After thirty years of marriage Doug and Lois Riley (Gandolfini, Where The Wild Things Are, and Leo, Dear Lemon Lima) are caught in limbo, unable to move on from the sudden death of their daughter years earlier. Doug turns to gambling (a weekly poker match) and adultery (a local waffle waitress, played by Law And Order‘s Eisa Davis), whilst Lois channels her grief into her home, with infrequent visits from her hairdresser, pastor and sister (Ally Sheedy, Life During Wartime) her only outside contact.
On a business trip to New Orleans, a strip club sojourn causes Doug to meet sixteen year old Mallory (Stewart, The Runaways), a streetwise runaway who wears her own share of hardships on her sleeve.

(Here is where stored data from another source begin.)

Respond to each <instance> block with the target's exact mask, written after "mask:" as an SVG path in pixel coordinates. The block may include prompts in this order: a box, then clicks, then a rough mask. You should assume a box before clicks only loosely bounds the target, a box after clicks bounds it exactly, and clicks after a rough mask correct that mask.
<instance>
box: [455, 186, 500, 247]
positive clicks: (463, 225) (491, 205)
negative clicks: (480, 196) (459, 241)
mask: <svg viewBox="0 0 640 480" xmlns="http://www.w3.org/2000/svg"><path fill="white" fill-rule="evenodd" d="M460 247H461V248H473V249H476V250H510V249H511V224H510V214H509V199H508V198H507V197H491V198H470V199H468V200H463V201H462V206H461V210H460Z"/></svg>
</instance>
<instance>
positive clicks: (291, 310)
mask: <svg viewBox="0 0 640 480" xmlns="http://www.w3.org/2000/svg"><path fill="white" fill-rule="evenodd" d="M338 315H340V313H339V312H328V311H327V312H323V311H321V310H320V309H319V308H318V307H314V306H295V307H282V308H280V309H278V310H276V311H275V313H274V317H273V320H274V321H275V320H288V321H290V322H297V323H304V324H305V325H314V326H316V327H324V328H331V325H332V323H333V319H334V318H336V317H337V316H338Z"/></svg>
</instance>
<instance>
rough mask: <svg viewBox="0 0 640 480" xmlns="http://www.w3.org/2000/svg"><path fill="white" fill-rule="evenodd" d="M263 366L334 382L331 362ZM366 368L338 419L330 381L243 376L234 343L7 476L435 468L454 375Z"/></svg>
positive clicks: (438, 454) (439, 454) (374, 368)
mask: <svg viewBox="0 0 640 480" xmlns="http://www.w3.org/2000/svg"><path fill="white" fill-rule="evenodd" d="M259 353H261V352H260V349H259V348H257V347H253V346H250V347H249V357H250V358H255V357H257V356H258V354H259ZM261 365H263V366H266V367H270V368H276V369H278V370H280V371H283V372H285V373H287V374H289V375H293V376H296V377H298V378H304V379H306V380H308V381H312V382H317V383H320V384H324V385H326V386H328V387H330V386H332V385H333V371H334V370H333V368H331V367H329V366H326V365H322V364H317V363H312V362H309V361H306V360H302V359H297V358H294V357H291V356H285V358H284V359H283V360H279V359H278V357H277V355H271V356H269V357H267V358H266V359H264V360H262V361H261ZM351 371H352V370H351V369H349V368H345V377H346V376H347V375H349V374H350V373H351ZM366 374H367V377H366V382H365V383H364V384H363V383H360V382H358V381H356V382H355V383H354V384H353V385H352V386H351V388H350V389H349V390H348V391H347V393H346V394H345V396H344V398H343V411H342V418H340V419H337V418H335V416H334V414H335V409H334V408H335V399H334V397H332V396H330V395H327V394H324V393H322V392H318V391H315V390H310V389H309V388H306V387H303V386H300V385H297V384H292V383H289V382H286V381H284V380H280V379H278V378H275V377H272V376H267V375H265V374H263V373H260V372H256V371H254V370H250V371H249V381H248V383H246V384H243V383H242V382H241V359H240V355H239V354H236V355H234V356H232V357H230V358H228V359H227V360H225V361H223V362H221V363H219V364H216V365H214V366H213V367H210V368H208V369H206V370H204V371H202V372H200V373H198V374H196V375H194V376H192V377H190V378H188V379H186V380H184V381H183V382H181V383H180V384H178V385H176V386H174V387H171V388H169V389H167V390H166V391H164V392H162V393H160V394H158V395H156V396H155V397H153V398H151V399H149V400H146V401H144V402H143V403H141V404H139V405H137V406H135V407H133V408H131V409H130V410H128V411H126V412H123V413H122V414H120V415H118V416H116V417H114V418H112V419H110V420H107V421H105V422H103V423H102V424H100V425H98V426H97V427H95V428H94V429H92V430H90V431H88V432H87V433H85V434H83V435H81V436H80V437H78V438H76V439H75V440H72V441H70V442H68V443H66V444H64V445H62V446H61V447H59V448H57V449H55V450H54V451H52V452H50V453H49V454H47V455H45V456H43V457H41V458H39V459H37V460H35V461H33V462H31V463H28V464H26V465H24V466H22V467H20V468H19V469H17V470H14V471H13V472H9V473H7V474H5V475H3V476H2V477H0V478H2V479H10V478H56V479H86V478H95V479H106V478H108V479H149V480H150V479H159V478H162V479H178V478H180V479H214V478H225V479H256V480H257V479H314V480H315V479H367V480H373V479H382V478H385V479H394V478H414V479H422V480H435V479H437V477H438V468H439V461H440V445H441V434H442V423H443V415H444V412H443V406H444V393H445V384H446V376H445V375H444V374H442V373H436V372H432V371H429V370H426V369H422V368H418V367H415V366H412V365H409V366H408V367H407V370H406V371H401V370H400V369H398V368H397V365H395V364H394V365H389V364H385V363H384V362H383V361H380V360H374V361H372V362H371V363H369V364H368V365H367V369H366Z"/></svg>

Desperate for money, Mallory attempts to lure Doug in as a client, yet despite his refusal an unlikely bond forms between the plumbing salesman and the stripper.
Unable to return to his strained, static life with Lois, Doug offers Mallory $100 a day to stay with her, an offer that will have a profound effect on his marriage, her well-being, and his wife’s ability to process their loss and move on.
Under a layer of emotional padding that is never forced nor false, at its core Welcome To The Rileys is a coming of age story about a grieving couple and a self-destructive sex worker.
Although slow-moving at first, Ken Hixon’s (Inventing The Abbotts) script paints a deliberate and delicate picture of tortured souls (mourning for loved ones as well as for that sense of self that each has lost) and tragic paths, intersecting and connecting courtesy of inertia and fate.
As the film progresses, from humble beginnings the manifestation of latent possibility within each character becomes known, with perception (the cheating husband, the unresponsive wife, the cheap stripper) and reality (the father in suspended animation, the mother wracked with guilt, the little girl lost but too proud to admit it) augmented to poignant effect.
Heightened by outstanding performances from the three central actors (each worlds away from their better-known stereotypes), as well as considered and patient direction from Scott, though the themes may be familiar the end result is surprising, in a solid and sweet, honest and heartfelt examination of the mysteries of broken hearts and absent minds.
Welcome To The Rileys screens on November 6 and 13, 2010 at the Brisbane International Film Festival.